4.1. The Economics of Climate Change
Reference [47] is a key reference giving a complete framework of the economics of climate change. The book reviews scientific and geological basis of the studies on climate change’s impacts. For example, it lists the possible impacts associated to 1, 2 up to 5 °C of temperature increase. Restricting to the effects for health, these include a larger (and increasing exponentially with temperatures) number of deaths caused by diseases such as malaria, diarrhea and malnutrition at lower latitudes (Africa); and a reduction in winter deaths at higher latitudes (Northern Europe, USA). The author considers the ethical implications of the disproportionate distributions of impacts across regions and populations, and provides a series of policy recommendations. For the problem at stake, the chapter that concerns the economic analyses of climate change costs is specifically relevant.
The measurement of costs of climate (measured on income/consumption, health and environment dimensions) is a challenging task. The main reasons being that this kind of analyses involves the use of variables and projections that are highly uncertain (however, according to the author, omitting some of uncertain but potentially most damaging impacts has caused some early attempts to underestimate the costs of climate change). Moreover, the effects can be seen only over several decades and with a long-time delay. Based on a review of the studies of the costs of climate warming, the author concludes that the Integrated Assessment Models (IAM) constitute a valid methodological foundation; however first-round IAM studies consider the effects of climate at temperatures that are now likely to be exceeded. The mixed evidence found by different authors crucially relies on what increase in temperature is considered. Indeed, there is a common evidence that the warming above 3–4 °C would reduce global welfare, and that and temperatures increases of 5–6 °C are estimated to result in a 5%–10% reduction in global GDP relative to the “no-climate-change” scenario.
In the methodological framework of IAM, [47] estimates the BAU (business as usual) costs of climate: he estimates the costs to be equivalent to a per capita reduction of income of 5% at a minimum. This proportion could increase to 11% by considering the direct effects on environment and health (“non-market” impacts [83]). In case it turns out to be true that the responsiveness of climate system to greenhouse gas emissions is larger than what previously thought, the costs would increase even more. Finally there is a noticeable disproportion in the distribution of the burden of climate change impact among developing and rich countries. As regards health, the major impacts are in Sub-Saharan Africa and Asia, which are already facing a considerable burden of disease. Developing countries are actually tackling with more constraints.
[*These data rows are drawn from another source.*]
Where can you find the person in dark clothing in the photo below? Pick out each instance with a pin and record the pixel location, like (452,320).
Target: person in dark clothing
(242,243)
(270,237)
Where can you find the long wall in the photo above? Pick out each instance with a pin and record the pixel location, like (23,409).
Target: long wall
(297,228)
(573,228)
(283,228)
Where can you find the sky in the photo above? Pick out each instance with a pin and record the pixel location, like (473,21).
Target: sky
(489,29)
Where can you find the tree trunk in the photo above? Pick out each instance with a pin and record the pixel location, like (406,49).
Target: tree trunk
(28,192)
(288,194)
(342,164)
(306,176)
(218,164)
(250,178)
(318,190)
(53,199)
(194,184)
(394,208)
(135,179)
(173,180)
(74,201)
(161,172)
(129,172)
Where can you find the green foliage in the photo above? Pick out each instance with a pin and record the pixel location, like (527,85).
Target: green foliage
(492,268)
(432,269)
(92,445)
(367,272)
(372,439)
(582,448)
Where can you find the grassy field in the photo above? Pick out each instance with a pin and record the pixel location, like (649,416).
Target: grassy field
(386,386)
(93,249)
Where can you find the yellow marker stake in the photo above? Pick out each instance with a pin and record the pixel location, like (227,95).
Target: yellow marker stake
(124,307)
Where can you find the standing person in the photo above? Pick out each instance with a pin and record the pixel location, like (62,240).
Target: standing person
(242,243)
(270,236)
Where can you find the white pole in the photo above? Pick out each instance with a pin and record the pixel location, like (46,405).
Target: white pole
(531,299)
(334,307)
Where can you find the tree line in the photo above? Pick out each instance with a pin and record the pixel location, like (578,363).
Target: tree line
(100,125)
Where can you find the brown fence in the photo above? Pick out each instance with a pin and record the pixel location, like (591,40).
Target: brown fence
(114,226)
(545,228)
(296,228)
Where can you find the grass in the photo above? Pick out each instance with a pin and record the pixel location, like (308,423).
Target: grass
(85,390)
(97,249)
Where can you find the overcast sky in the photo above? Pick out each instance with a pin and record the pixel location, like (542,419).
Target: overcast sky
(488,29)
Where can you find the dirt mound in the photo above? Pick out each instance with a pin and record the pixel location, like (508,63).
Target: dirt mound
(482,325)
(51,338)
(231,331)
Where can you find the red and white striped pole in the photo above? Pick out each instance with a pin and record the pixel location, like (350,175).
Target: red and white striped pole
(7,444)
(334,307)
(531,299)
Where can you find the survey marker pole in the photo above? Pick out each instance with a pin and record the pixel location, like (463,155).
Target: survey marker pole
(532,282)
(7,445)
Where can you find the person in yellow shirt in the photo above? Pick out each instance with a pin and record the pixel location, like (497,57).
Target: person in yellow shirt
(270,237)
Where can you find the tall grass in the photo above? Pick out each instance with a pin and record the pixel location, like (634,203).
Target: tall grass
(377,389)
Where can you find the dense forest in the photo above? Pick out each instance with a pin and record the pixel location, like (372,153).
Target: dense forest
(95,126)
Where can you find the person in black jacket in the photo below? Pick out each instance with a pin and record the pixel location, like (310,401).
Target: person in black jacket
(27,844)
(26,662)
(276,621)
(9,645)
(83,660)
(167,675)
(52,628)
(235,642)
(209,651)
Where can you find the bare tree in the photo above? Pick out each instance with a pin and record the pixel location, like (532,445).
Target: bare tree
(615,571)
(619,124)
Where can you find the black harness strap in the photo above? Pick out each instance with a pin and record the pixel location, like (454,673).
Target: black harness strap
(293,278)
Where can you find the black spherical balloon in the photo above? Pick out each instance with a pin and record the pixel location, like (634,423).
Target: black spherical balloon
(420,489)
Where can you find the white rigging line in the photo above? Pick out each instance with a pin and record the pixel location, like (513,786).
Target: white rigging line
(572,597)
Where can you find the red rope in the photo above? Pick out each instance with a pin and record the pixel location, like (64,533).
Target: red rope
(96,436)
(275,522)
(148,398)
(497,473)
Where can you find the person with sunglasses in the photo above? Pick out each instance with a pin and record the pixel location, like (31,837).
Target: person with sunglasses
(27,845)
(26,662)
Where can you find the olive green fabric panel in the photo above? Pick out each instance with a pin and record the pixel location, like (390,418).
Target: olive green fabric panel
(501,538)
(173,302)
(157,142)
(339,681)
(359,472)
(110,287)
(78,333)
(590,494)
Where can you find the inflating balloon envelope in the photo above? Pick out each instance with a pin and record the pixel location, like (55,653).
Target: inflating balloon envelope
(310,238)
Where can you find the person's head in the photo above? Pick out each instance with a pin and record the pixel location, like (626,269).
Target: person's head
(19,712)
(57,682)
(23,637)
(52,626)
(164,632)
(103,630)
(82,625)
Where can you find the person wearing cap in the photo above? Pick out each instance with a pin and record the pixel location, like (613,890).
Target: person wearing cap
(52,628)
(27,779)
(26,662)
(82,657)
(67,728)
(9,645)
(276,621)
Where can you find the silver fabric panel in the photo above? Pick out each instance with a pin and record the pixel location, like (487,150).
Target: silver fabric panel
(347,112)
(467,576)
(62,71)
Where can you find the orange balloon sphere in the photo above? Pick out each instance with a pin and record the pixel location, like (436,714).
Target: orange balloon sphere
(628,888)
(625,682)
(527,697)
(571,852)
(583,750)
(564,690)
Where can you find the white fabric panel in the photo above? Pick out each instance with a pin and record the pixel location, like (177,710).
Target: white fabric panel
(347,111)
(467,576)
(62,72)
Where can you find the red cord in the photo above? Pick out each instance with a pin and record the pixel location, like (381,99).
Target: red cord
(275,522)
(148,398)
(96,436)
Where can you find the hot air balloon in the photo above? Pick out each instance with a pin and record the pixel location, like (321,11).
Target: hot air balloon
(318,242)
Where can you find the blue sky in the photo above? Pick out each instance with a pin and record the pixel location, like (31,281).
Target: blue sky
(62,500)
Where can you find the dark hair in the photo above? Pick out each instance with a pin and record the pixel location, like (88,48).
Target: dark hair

On the one hand they are expected to face high population growth with increased risk of poor housing, hunger and infectious diseases due to poor water and sanitation systems. On the other hand, their adaptive capacity is limited in terms of financial and infrastructural resources, health care system, poor health status of the population and poor capacity of collecting and analyzing data. Additional problems are related to income inequalities, migration and conflicts. As stated in [84], priorities for research should include the development of methods to provide more quantitative assessments of climate change impacts in low- and middle-income countries.
4.2. Managing the Health Effects of Climate Change
Global warming is expected to increasingly impact food security, water availability and quality, and exact a toll on public health, spurring chronic disease, malaria prevalence, and cardiovascular and respiratory diseases.
Current weather conditions heavily impact the health of poor people in developing nations, and climate change has a multiplying effect. A changing climate further affects the essential ingredients of maintaining good health: clean air and water, sufficient food and adequate shelter. A warmer and more variable climate leads to higher levels of some air pollutants and increases transmission of diseases through unclean water and contaminated food. It compromises agricultural production in some of the least developed countries, and it increases the hazards of weather-related disasters.
Therefore global warming, together with the changes in food and water supplies it causes, can indirectly spurs increases in such diseases as malnutrition, diarrhea, cardiovascular and respiratory diseases, and water borne and insect-transmitted diseases. This is especially worrisome because a massive number of people are already impacted by these diseases. Also, there is an inter-relationship among these health outcomes. For example malnutrition is linked with malaria and diarrhea which can cause significant weight loss in affected children when accompanied with food scarcity. Malaria and diarrhea can be both cause and effect of malnutrition.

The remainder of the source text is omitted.